Bring it to get the codes read, repost here and better thoughts to follow. Anything trans related will set a code, you need a good code reader that will read the allison tcm though, not just the ecm. Odds are its the neutral safety switch, but not worth guessing.


----------



## rcpd34 (Jan 16, 2004)

Sounds like PRNDL switch. Had that happen on my '04.


----------



## yamahartx (Dec 24, 2009)

I just recently changed all fluids, filters including transmission. It gets regular maintenance with synthetic since I have owned it at 20,000 miles.

After I posted this, I hard wired in an amber light and went to remove the cables from one of my batteries and realized it was finger tight. Along with the truck being in a heated garage for awhile and was able to melt down all the ice and snow from under it. I just recently plowed 10" of snow for 9 hrs without issues. Not sure if the loose wire would cause such an issue, or so much ice built up may have pulled on something, but if or when it happens again it will go straight to the shop for testing.

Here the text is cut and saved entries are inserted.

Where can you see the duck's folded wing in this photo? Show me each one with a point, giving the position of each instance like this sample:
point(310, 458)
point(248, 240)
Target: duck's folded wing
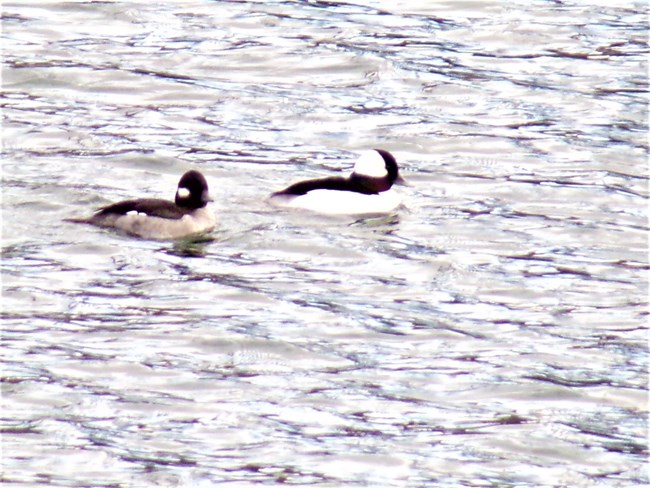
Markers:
point(152, 207)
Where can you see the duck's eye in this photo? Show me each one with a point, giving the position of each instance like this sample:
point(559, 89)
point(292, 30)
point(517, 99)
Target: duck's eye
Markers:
point(183, 192)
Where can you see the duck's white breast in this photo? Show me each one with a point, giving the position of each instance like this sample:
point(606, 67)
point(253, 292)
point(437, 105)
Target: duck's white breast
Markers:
point(334, 202)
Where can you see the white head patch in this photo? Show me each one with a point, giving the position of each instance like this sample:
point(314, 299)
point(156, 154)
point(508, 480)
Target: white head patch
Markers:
point(182, 192)
point(370, 163)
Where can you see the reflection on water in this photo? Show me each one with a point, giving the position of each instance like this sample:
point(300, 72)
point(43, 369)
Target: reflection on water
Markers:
point(493, 332)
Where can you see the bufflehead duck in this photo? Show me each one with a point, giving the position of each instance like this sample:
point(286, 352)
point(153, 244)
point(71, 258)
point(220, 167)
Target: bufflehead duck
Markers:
point(366, 191)
point(153, 218)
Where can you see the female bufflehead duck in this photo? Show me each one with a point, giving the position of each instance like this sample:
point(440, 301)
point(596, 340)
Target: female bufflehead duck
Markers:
point(366, 191)
point(153, 218)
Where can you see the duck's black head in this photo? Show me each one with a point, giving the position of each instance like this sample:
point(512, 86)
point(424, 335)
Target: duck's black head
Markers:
point(192, 190)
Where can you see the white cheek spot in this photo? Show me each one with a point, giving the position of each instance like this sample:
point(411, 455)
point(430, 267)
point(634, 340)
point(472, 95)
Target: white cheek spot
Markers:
point(370, 163)
point(182, 192)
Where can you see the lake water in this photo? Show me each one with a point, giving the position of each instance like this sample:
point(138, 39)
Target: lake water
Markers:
point(492, 332)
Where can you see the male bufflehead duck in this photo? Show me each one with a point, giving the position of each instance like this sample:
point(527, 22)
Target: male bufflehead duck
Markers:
point(366, 191)
point(153, 218)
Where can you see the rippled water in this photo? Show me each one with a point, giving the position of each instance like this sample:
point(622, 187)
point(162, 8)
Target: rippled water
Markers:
point(493, 332)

Getting a little crunching in the left front....it will be heading to the shop anyway soon.


----------



## 496 BB (Feb 11, 2010)

A losse battery cable WILL cause that. Ive had frayed ones do the same to my Allison. She can be moody somedays, be happy somedays, and I swear the other days she rode the short bus from the factory


----------



## JustinD (Jan 14, 2008)

Switching from drive to reverse too fast will do it too, they don't like to change direction unless its stopped completely


----------



## woodchuck2 (Dec 4, 2010)

As some of the others mentioned it is most likely the switch on the tranny, with you back dragging the snow it is probably piling up under the truck and you are getting water intrusion in the switch and you could be flexing the shift cable as mentioned too. These trucks were noted for these switches until 06. 2006 and newer has the switch inside the tranny.


----------



## yamahartx (Dec 24, 2009)

Thanks everyone, so far so good.

My plan is not to be so lazy and remove the plow in the shed every night and get the truck in the heated garage to melt down after plowing.

Thanks again! Brent


----------



## poolboy (Sep 30, 2009)

If it is the "neutral safety backup switch" on the tranny, buy an AC delco part. I have had too many issues with the other brand ones in friends trucks. Igot ine from napa and it came in an ac delco bag.


----------